Dava Süreci: Süreler ve “Yürütmenin Durdurulması”
İptal davası sürecinde en çok dikkat edilmesi gereken iki kritik nokta, dava açma süresi ve yürütmenin durdurulması talebidir.
1. Dava Açma Süresi: 60 GÜN! İdari işlemlere karşı iptal davası açmak için genel süre, işlemin size tebliğ edildiği, bildirildiği veya öğrendiğiniz tarihten itibaren 60 gündür. (Vergi, resim ve harç gibi konularda bu süre 30 gün gibi özel sürelere tabi olabilir). Bu 60 günlük süre “hak düşürücü” bir süredir. Yani, bu süre geçtikten sonra aynı işleme karşı dava açma hakkınızı tamamen kaybedersiniz. Bu nedenle, idari bir kararın size tebliğ edildiği andan itibaren bu süre işlemeye başlar.

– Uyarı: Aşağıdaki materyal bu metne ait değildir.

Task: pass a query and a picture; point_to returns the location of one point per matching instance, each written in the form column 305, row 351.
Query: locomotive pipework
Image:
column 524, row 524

2. Görevli Mahkeme İptal davaları, kural olarak İdare Mahkemeleri’nde açılır.
3. Hayati Talep: Yürütmenin Durdurulması (YD) İptal davası açmak, idari işlemin uygulanmasını kendiliğinden durdurmaz. Örneğin, hakkınızda bir yıkım kararı alındıysa ve siz bu karara karşı iptal davası açtıysanız, dava sonuçlanana kadar belediye yıkımı gerçekleştirebilir. Bu gibi telafisi güç veya imkansız zararların doğmasını önlemek için, dava dilekçesinde mutlaka “yürütmenin durdurulması” talep edilmelidir. Mahkeme, aşağıdaki iki şartın bir arada bulunduğuna kanaat getirirse, dava sonuna kadar idari işlemin yürütmesini durdurma kararı verebilir:
- İdari işlemin uygulanması halinde telafisi güç veya imkânsız zararların doğacak olması.
- İdari işlemin açıkça hukuka aykırı olması.
Sonuç İptal davası, vatandaşın idare karşısındaki en güçlü hukuki silahıdır ve hukukun üstünlüğü ilkesinin bir gereğidir. Ancak, idari yargılama süreci katı usul kurallarına ve hak düşürücü sürelere tabidir. Özellikle 60 günlük dava açma süresini kaçırmak, haklı olsanız bile hakkınızı aramanızı imkansız hale getirir. Bu nedenle, bir kamu kurumundan haklarınızı etkileyen bir karar tebliğ aldığınızda, vakit kaybetmeden bir idare hukuku avukatına danışarak hukuki durumunuzu değerlendirmeniz ve süreci doğru bir şekilde başlatmanız kritik öneme sahiptir.